Scientific classification
- Kingdom: Animalia
- Phylum: Arthropoda
- Clade: Pancrustacea
- Class: Insecta
- Order: Odonata
- Suborder: Zygoptera
- Family: Euphaeidae
- Genus: Euphaea
- Species: E. cardinalis
- Binomial name: Euphaea cardinalis (Fraser, 1924)
- Synonyms: Indophaea cardinalis (Fraser, 1924); Pseudophaea cardinalis Fraser, 1924;

= Euphaea cardinalis =

- Authority: (Fraser, 1924)
- Conservation status: LC
- Synonyms: Indophaea cardinalis (Fraser, 1924), Pseudophaea cardinalis Fraser, 1924

Species of damselfly

Euphaea cardinalis, Travancore torrent dart, is a species of damselfly in the family Euphaeidae.

This species was considered endemic to the Western Ghats (Fraser, 1934) and it was known to occur only in south of the Palghat Gap. But it was collected from Assam in 1979 (Mitra 2002).

==Description and habitat==
It is a medium-sized damselfly with black head and brown-capped pale grey eyes. Its thorax is black, marked with bright ochreous-red antehumeral and humeral stripes. Lateral sides of the thorax in the base is red. Its all legs are red. Wings are broader than Euphaea dispar.
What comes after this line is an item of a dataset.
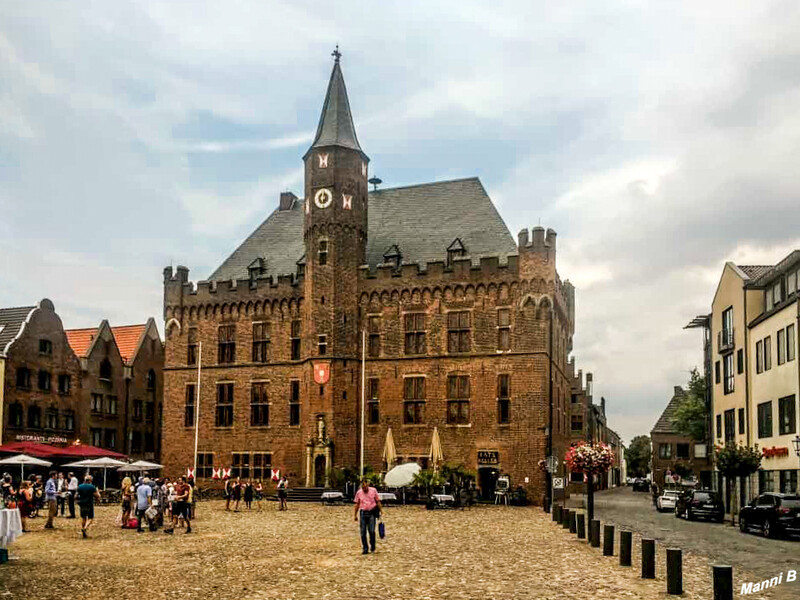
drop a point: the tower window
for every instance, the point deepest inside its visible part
(323, 252)
(295, 348)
Fore-wings are transparent, merely infused with brown on the apices and almost in same length of the abdomen. Hindwings are transparent; but nearly half of the wings from the apices are broadly black. The black area of wings has steely-blue reflections in some lights. Abdomen is bright red up to the segment 6; apical third of segment 6 to the end segment are black. Anal appendages are black.

Female is short and robust; the ochreous-red of male is replaced with yellow colors. All wings are transparent, infused with black in adults. Abdomen is black with yellow lateral stripes up to segment 6. The yellow lateral stripes continued to segment 7. Segment 8 has a narrow and 9 has a broad yellow apical annule, covering dorsal half.

They breed in hill streams and usually find perched on boulders and riparian vegetation of streams.